It was billed as ‘The Great British Art School Debate’, so when I was asked to report on this event for a-n I was expecting sparks to fly as the evening progressed. In the end, the reality was rather different.
Maybe that was partly because of the confusion surrounding the event’s remit. Organised by University of the Arts, Camberwell, and supported by the Enterprise Collective, it was described in the information I received as an ‘exploration of arts and entrepreneurship’. The published flyer suggested something different, declaring that ‘graduates will discuss the relationship between enterprise and the institution.’
The panel consisted of Sarah Rowles (Q-Art London), Tim Balaam (Hyperkit), Will Jarvis (The Sunday Painter) and Zoe Tynan Campbell (Stumped Studio). The advertised chair, Dean of Camberwell Natalie Brett, was replaced by Martyn Simpson, Associate Dean of Chelsea College of Arts. The audience was small, in part due to degree show commitments.
The discussion focused mainly on the conflict between the current corporate obsession for enterprise culture and allowing for the “immersed creative and ‘radical uselessness’”of art education. These opposing views have been sharpened with the rise in tuition fees, which puts more pressure on a results-oriented degree.
Questions arose about needing to put students in a situation where they understand and obtain the skills to equip them for the art world. Should art schools be more responsible for introducing artists to their‘industry’, so they can sustain their practice and approach their art career professionally?
Two Camberwell Drawing graduates said they felt the bridge had been made between art education and the art world, but talking to them after the debate they revealed that they had not heard of the Centre for Recent Drawing, had not been to the Jerwood Drawing Prize and had only been recently introduced to the Drawing Room Gallery. Is this perhaps a true reflection of the knowledge gap between art schools and art in the real world?

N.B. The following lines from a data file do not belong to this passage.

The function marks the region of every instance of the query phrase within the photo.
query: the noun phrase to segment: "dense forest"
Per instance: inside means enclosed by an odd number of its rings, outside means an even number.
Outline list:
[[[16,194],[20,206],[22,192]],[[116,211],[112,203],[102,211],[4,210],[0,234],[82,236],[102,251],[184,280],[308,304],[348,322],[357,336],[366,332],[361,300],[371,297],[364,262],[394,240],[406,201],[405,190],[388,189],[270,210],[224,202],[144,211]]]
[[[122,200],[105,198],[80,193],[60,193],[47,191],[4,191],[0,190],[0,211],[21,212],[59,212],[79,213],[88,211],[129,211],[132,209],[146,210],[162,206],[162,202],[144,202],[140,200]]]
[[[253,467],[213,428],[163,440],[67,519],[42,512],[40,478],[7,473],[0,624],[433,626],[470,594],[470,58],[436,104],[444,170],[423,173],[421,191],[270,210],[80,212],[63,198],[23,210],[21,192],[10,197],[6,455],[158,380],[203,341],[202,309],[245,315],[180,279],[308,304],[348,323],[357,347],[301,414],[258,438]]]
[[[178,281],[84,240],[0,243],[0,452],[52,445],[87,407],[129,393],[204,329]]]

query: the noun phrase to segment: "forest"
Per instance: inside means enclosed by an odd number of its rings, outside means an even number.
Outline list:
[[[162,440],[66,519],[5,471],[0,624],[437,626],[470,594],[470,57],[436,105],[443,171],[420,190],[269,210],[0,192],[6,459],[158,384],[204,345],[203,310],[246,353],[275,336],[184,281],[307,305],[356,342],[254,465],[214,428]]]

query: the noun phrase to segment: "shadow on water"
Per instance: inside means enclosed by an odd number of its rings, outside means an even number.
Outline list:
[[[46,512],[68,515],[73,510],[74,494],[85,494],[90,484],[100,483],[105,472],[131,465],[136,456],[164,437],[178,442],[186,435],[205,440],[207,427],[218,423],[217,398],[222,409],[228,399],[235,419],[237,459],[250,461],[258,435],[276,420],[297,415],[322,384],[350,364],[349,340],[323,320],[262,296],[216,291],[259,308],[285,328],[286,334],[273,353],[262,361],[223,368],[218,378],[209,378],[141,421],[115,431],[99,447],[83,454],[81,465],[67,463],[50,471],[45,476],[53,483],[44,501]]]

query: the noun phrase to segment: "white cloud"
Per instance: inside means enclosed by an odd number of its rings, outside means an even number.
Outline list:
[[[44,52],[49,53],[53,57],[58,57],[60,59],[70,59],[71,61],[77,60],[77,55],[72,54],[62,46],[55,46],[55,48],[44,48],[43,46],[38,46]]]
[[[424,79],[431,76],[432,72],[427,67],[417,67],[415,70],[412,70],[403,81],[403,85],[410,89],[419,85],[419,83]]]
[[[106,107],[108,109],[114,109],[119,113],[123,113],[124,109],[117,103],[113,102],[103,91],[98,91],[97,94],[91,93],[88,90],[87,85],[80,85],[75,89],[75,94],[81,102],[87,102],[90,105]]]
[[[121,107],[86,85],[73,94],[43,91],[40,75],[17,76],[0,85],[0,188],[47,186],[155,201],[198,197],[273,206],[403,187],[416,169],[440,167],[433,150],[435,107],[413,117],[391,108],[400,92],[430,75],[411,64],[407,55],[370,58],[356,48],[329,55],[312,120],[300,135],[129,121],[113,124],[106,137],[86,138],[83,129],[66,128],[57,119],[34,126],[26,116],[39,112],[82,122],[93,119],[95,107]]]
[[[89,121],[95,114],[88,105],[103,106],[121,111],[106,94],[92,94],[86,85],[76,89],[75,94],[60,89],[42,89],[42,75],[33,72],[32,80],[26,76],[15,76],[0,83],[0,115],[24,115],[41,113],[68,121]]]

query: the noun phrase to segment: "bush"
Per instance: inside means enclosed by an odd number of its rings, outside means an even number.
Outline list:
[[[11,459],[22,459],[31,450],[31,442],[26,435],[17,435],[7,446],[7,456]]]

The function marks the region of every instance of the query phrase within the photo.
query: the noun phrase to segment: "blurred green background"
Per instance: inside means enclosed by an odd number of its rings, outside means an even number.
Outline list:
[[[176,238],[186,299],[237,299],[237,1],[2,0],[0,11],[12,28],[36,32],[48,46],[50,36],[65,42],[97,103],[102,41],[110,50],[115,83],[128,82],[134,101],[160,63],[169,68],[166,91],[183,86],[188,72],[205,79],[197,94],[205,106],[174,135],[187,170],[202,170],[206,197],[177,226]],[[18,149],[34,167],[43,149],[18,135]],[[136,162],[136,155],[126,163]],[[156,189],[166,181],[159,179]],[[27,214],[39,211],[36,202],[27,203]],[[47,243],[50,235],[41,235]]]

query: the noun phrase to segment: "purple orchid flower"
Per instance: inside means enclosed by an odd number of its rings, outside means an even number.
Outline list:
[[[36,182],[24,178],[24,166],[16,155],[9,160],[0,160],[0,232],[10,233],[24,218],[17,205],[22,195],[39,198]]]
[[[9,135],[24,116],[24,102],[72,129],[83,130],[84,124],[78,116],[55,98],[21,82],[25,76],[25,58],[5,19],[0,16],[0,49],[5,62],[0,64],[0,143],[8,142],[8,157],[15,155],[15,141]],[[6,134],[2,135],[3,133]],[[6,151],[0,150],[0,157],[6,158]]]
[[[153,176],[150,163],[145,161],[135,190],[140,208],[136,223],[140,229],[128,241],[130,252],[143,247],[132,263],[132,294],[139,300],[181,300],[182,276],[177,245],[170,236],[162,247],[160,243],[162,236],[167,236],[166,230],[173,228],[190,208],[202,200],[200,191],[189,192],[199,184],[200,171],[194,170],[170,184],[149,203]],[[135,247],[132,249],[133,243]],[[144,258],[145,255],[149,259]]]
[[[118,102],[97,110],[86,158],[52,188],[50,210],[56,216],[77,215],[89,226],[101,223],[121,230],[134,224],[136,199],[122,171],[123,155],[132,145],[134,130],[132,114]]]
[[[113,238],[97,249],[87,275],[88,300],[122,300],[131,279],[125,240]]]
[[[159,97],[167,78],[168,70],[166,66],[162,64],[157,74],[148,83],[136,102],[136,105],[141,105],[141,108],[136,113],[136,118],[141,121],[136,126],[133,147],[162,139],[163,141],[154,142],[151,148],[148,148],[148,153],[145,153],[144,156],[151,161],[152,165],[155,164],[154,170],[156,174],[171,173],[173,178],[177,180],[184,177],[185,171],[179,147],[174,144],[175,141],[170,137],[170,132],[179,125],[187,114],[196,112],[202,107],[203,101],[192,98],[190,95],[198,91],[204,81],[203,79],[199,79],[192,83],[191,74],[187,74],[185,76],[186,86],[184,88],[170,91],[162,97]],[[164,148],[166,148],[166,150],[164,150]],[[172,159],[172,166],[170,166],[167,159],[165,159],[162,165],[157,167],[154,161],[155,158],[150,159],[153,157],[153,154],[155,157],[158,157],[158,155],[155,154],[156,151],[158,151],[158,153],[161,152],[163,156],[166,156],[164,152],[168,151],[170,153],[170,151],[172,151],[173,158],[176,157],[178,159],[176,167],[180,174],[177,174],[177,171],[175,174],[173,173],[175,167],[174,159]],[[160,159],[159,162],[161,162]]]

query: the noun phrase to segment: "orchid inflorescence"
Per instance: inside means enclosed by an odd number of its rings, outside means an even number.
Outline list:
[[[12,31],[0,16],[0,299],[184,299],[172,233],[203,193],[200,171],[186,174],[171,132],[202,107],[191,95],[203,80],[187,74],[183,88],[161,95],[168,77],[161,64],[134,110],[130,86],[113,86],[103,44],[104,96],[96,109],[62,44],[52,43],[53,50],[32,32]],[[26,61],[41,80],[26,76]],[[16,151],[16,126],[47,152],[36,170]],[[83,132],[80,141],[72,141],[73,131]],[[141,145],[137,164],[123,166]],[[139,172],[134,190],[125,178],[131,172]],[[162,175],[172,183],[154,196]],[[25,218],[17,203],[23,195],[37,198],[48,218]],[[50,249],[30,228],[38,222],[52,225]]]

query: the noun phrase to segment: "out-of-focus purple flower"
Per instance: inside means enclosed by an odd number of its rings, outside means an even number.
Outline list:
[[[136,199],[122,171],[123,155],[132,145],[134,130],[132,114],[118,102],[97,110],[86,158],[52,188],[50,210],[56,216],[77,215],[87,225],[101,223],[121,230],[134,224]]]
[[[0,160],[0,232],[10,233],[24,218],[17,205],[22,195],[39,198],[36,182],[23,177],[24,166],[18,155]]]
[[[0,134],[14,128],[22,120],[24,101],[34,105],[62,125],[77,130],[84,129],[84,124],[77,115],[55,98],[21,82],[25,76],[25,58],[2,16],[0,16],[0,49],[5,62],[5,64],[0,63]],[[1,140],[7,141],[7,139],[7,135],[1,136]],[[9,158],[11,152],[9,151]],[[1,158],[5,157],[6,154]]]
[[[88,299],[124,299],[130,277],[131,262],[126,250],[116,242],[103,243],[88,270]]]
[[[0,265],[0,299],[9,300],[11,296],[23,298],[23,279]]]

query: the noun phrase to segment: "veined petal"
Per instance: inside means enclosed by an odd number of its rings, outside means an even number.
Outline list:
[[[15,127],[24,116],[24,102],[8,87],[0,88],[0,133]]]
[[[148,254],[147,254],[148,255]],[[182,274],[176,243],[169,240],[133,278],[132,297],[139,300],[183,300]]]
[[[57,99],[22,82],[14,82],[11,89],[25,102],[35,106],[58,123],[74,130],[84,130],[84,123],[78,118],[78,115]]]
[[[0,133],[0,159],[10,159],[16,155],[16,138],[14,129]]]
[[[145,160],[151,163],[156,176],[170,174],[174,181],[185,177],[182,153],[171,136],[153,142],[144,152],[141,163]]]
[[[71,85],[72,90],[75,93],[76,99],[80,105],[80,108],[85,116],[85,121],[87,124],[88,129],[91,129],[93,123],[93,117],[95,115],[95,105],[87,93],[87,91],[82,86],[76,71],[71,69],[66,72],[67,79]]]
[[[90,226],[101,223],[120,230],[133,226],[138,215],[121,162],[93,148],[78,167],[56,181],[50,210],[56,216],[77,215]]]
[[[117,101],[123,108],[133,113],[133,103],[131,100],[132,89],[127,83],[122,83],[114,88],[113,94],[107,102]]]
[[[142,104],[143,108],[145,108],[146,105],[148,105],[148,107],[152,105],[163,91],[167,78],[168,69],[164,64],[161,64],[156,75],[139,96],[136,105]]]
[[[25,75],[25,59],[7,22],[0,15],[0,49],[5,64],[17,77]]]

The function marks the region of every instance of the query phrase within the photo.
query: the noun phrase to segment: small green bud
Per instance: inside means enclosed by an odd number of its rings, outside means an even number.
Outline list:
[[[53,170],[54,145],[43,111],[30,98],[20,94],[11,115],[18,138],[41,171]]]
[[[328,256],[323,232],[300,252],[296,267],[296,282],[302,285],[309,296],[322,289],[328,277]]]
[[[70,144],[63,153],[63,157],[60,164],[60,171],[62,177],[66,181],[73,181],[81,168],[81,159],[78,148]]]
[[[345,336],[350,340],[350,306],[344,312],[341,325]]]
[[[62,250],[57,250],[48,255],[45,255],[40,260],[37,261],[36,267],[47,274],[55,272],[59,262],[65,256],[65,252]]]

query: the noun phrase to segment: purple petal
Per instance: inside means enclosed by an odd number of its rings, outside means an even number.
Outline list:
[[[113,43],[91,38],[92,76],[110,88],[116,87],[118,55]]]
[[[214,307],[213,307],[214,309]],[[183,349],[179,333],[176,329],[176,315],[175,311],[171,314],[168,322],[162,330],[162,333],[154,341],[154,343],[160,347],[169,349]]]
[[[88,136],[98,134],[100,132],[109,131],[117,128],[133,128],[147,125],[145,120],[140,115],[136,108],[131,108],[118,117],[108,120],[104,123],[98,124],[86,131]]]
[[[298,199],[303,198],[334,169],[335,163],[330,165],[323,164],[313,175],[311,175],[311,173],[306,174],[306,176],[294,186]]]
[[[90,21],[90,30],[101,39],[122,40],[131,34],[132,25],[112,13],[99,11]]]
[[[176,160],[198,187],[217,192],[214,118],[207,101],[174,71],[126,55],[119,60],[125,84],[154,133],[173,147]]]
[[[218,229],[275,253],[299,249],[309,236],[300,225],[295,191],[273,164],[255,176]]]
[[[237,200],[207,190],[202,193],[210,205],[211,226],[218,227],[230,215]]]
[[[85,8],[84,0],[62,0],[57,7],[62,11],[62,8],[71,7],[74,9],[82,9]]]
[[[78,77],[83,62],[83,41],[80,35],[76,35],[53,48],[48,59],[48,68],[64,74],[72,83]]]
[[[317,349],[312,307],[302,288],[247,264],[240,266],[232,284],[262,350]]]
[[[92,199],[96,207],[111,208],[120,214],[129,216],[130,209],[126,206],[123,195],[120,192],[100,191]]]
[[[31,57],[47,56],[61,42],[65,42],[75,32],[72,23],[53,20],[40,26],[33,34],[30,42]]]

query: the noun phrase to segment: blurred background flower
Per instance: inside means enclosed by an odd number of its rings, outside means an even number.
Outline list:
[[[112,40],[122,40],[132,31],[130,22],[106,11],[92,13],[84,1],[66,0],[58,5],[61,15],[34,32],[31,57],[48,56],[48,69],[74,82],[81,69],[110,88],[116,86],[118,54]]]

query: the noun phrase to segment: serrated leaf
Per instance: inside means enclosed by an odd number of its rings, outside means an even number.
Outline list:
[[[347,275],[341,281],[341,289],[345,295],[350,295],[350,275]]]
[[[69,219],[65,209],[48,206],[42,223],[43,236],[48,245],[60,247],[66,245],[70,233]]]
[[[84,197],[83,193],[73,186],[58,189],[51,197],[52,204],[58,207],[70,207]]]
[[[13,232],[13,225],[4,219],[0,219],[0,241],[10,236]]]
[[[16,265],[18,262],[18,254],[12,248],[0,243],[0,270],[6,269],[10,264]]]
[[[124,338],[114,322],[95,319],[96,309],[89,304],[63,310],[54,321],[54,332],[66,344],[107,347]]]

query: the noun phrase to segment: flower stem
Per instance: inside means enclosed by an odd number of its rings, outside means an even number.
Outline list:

As an industry, the arts have to work twice as hard to convey their tangible worth and value, and I would agree with Martyn Simpson that there will have to be more “intelligent tracking of artists careers” and the “worth” that their art school education has brought to them.
Sarah Rowles of Q-Art London has done extensive research into art, art education and professional practice across theUK. Unfortunately, her informative research was not discussed at length as it became clear that this ‘debate’ was only operating as a London art school PR exercise.
On the whole, this was an uncritical discussion with a lack of independent voices on the panel and no investigation of the alternatives to the ‘Great British Art School.’ Yet there clearly is a debate that should be happening, one that must be widened out across arts sectors, artists, graduates and students. As part of this, there needs to be a conversation between regions, universities and the alternatives that are out there. But for that true debate to happen it needs to be in an independent space, not in an art school with its own agendas.